3. Applying with a co-signer
The tip to get a beneficial interest rate for your loan is having a good credit score and long history. Which might be a problem for a student who just got into college or even about to start his professional life. The solution is looking for a co-signer who has all of those characteristics, such as a parent or relative.
By refinancing you can use this co-signer to get better payment conditions. If you had one to begin with, but would like to go on your own, this is also possible only when you refinance. Otherwise, it won’t be possible to get this third party individual off your loan deal.
4. Lower monthly payments
By choosing a longer repayment term you have a great advantage: the monthly installments get lower because they’ll be divided in more time. A lot of people with student loans decided to get longer terms during the pandemic when their jobs were unstable or overall income dropped.
Just remember that this also means you’ll keep this student loan for more years than previously expected.
5. Increase your savings
Sometimes you can even save money and increase savings! If you’re refinancing mostly to get more competitive interest rates it will mean you have lower monthly installments and more available income to save.
This money can go into investments, a high yield savings account or just personal investments you’ve been wanting to make. Otherwise, it’s a good way to plan your finances better and start saving in the future.
6. Pay everything off faster
It’s important to know that you can’t both get lower installments and pay your loan faster at the same time. You must choose one or the other according to your financial prospects.

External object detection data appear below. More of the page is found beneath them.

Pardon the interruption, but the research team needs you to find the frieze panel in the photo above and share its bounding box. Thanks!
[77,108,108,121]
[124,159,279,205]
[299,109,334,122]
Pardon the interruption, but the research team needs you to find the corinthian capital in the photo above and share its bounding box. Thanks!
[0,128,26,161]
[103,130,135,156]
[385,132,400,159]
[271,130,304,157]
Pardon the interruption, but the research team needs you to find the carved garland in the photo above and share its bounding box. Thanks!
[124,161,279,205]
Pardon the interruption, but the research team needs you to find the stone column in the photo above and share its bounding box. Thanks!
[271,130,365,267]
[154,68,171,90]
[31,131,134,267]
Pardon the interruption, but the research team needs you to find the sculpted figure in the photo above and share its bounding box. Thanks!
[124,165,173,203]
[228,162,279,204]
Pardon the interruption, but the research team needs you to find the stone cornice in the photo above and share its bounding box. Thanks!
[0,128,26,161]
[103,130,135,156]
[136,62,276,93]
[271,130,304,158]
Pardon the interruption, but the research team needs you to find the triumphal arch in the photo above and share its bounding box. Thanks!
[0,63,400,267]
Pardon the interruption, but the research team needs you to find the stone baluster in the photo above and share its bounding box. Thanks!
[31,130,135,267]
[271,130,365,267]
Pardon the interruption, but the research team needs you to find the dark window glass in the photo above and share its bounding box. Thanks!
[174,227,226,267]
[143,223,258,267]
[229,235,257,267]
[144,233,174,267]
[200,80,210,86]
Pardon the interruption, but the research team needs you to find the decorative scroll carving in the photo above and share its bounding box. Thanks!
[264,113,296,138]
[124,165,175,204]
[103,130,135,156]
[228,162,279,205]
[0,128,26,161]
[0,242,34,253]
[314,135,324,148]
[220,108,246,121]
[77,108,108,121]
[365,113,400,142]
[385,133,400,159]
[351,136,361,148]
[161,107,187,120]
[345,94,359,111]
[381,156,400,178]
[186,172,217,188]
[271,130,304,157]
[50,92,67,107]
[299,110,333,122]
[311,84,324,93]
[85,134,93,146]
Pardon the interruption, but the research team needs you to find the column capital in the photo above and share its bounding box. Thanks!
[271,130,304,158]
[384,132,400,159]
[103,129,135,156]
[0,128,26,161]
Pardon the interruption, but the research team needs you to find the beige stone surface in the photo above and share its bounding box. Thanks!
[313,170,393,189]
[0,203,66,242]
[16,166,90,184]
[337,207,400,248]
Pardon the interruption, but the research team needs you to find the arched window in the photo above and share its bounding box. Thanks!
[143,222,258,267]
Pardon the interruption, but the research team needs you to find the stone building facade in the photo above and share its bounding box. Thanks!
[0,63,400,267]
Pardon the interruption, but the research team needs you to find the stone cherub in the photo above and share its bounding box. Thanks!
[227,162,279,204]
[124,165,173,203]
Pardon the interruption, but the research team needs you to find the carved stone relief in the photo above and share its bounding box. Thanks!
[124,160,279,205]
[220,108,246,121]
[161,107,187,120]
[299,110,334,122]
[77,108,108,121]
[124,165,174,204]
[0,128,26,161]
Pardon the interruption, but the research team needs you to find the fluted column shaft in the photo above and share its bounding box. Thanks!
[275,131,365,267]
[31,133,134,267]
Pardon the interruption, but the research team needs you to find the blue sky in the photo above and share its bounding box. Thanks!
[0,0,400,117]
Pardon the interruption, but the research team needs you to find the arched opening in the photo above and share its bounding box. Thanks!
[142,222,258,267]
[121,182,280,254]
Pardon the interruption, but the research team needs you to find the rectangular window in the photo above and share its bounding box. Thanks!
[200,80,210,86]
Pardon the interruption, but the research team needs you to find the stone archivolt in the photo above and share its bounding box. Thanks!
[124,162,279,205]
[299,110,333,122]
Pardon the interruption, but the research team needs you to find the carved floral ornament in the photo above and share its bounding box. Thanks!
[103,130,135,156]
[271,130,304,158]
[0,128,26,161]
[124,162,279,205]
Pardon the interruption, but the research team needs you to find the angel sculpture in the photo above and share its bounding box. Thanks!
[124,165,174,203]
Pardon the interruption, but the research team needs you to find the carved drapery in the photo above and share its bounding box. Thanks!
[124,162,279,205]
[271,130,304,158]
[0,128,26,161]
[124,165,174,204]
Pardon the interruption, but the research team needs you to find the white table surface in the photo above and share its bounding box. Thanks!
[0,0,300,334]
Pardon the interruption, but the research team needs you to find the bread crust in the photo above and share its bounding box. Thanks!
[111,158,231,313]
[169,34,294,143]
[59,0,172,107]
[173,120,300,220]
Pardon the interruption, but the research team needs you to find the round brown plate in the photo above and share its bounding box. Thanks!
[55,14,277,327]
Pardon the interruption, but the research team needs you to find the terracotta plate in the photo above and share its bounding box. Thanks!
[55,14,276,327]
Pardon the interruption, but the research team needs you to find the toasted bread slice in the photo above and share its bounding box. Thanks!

People who choose a shorter payment term will be able to get rid of their student debt faster. Which is a great idea for anyone looking to start new investments in their life without having to worry about their student loans.
Cons of refinancing student loans
All the benefits we showed so far don’t mean that refinancing student loans is a good choice for everyone. There are a few important cons you must consider, as you’ll see in the following topics.
1. Refinancing student loans isn’t always possible
There are two main factors that might not allow you to get a student loan refinance:
- Bad credit score;
- Low debt-to-income ratio.
Lenders want to make sure that the chances of getting payment is as high as possible. Which is why refinancing is rarely available for people that have bad credit and don’t earn much more than they owe. Getting a score between 600 and 700 makes it much more likely to get an approval.
2. Interest rates may not get lower
Interest rates tend to be lower when you refinance, but that isn’t a universal rule. There are plenty of situations when you don’t actually get this type of advantage. That means you must compare your choices: if the interest rates aren’t much different from the original, what are you getting in return? Is it lower monthly payments spread over more years?
3. Losing federal repayment protections
Federal loans give access to a few benefits, such as income driven payment plans that allow you to get better interest rates or longer terms. There is also a possibility to get federal loan forgiveness over the years, but since that isn’t certainty you shouldn’t rely on just that to finish your payments.
Since the 2020 pandemic, federal loans have used some protection programs for people who have suddenly lost their income. As soon as you change to private providers, all of these benefits are gone.